First, he spreads a deck of cards on a table.
Each card represents an individual atom, he says,
and each has a unique position relative to the
others. Also, every card appears either face-up
or facedown, which Diaconis equates to individual
atoms that can move either forward or backward.

He then starts shifting cards around and
flipping them over, just as atoms move and change
direction. His goal is to predict all the
different combinations possible for the entire
system the group of atoms or pack of cards.

"In my talk, I'll try to explain just
what arrangements are possible, as an
illustration of how a grown-up mathematician
could apply grown-up math ideas to a very
concrete problem," he says. "The card
trick helps because it's simple and neat enough
that I can do the math completely."

Of course, a small group of cards is a very
small sample compared to the number of atoms in
the world. But that is Diaconis's forte: applying
what he learns from a small, defined system to
the larger, complex reality. It's as if he is
looking at a small square of mesh screen in order
to learn something about the whole screen door.

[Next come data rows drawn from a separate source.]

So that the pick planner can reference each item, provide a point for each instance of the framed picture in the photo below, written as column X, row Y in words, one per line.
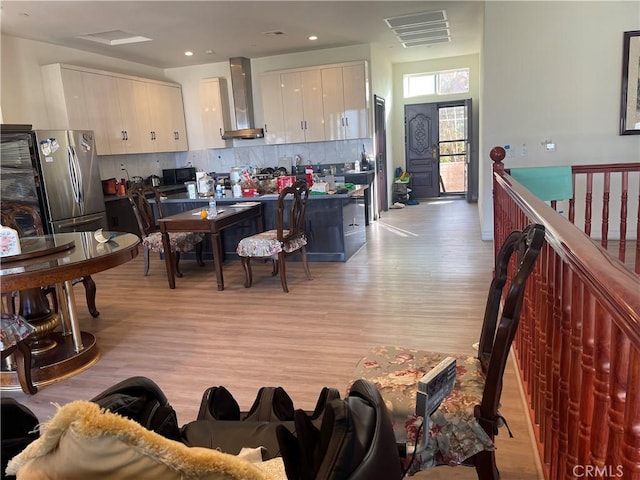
column 630, row 107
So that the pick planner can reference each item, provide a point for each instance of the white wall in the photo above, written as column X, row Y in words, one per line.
column 552, row 70
column 21, row 92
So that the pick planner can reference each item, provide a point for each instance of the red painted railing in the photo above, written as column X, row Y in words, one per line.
column 578, row 344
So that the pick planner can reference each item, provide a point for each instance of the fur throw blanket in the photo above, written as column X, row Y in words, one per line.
column 83, row 441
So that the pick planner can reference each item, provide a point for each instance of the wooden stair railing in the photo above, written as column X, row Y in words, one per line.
column 578, row 348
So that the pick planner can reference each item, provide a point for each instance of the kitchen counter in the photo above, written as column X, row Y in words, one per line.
column 167, row 189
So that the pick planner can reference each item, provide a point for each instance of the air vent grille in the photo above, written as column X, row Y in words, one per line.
column 114, row 37
column 421, row 29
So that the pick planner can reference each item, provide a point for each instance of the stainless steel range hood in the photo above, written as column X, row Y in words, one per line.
column 242, row 100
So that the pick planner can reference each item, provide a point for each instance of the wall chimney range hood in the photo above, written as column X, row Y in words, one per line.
column 242, row 101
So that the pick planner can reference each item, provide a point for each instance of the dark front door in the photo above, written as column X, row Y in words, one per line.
column 381, row 156
column 421, row 144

"It's sort of like a magic trick,
really," says Diaconis. "You have these
particles bouncing around, obeying Newton's Laws,
and somehow, instead of having to clock how they
bounce around, we're able to say that if you know
one or two things about them, we can answer all
kinds of other questions about them."

During the AAAS symposium, Diaconis will
describe how he can apply his card trick to more
than atoms. For example, each card could
represent a protein, a drop of moving fluid or a
person carrying HIV.

Diaconis often chats with biochemists about
protein folding, listens to chemists puzzle over
fluid mechanics and helps computer scientists
design computers that play solitaire. "One
nice thing about statisticians and applied
mathematicians is that we get to talk to all
kinds of people if we want," he says. The
downside is that he usually ends up working in a
field he knows nothing about. "I often think
I get paid for my ability to tolerate feeling
stupid," he says.

Diaconis says that his magician's tricks can
be valuable tools for solving tangible scientific
dilemmas. But that may not be his ultimate
motivation. "I'm actually happy to just have
a good card trick," he says with a smile.